BRUXELLES Les Belges ont de plus en plus la main verte. La multiplication des potagers ici et là ne se dément pas. Mais basilic, persil, estragon et autres herbes aromatiques ne sont pas les seules à avoir la cote.

L’herbe, non pas celle qui pousse dans votre jardin, mais celle qui se fume, fleurit aussi de plus en plus à domicile. La cannabiculture fait fureur chez les consommateurs de cette drogue douce qui, jadis, se procuraient uniquement du cannabis en provenance d’Afrique du Nord, des Pays-Bas,…

Désormais, l’herbe made in Belgique concurrence fortement ces importations. Preuves en sont les saisies de plantation de cannabis effectuées par la police ces trois dernières années. 466 découvertes en 2007, contre 666 en 2008 et 738 en 2009, soit plus de deux cultures de cannabis découvertes par jour. “On constate effectivement une augmentation de la culture de cannabis en Belgique”, précise la police fédérale qui, sur les 738 plantations découvertes l’an dernier, en comptait 212 destinées à la production de massae et 526 de type artisanal, de petite taille.
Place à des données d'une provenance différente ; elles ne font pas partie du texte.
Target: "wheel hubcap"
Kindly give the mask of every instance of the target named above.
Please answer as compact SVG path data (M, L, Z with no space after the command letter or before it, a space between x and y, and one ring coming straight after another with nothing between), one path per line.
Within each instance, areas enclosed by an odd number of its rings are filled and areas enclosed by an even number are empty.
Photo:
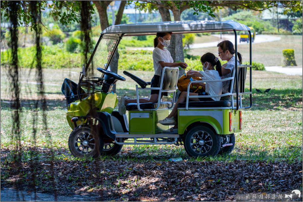
M79 133L76 135L74 140L75 148L81 154L88 154L95 149L95 139L89 132Z
M191 149L195 152L199 154L205 154L212 147L212 138L205 131L197 131L191 135L190 145Z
De petites plantations, souvent à usage personnel, pour lesquelles les consommateurs se fournissent en matériel dans ce qu’on appelle les growshops. Ces magasins spécialisés en système adapté à la culture de cannabis fleurissent un peu partout aux quatre coins du pays.

Le patron d’une de ces boutiques qui ne connaît pas la crise voit défiler devant son comptoir des cannabiculteurs en herbe de tous les profils. “Il y a des jeunes, beaucoup de jeunes, mais aussi des pères de famille, des cadres, des policiers, des femmes, des personnes malades, des cancéreux, des mamies de 80 ans. Il y a ceux qui consomment du cannabis pour le plaisir mais il y a aussi tous ceux qui l’utilisent comme antidouleur pour soulager leurs souffrances physiques.”

Et si ces consommateurs sont de plus en plus nombreux à préférer cultiver leur herbe chez eux, c’est par souci d’économie mais de sécurité aussi. “La qualité du cannabis importé s’est considérablement détériorée. C’est une catastrophe. La résine et l’herbe sont coupées avec plusieurs produits chimiques, c’est très néfaste pour la santé. Les dealers sont prêts à tout pour vendre des quantités moindres au même prix. Ils trichent de plus en plus. Les consommateurs sont également confrontés à des dealers de plus en plus dangereux. Se promener dans les mauvais quartiers à la recherche de quelques grammes de cannabis vous expose à de nombreux risques. Vous ne savez pas sur qui vous tombez. C’est donc aussi par sécurité que de plus en plus de consommateurs préfèrent cultiver chez eux.”

Le patron de ce growshop ne vend que le matériel nécessaire aux plantations. Les graines elles, sont interdites de vente en Belgique. Et là, les consommateurs se tournent vers le Net, où il suffit d’un clic pour s’en procurer par colis de l’étranger.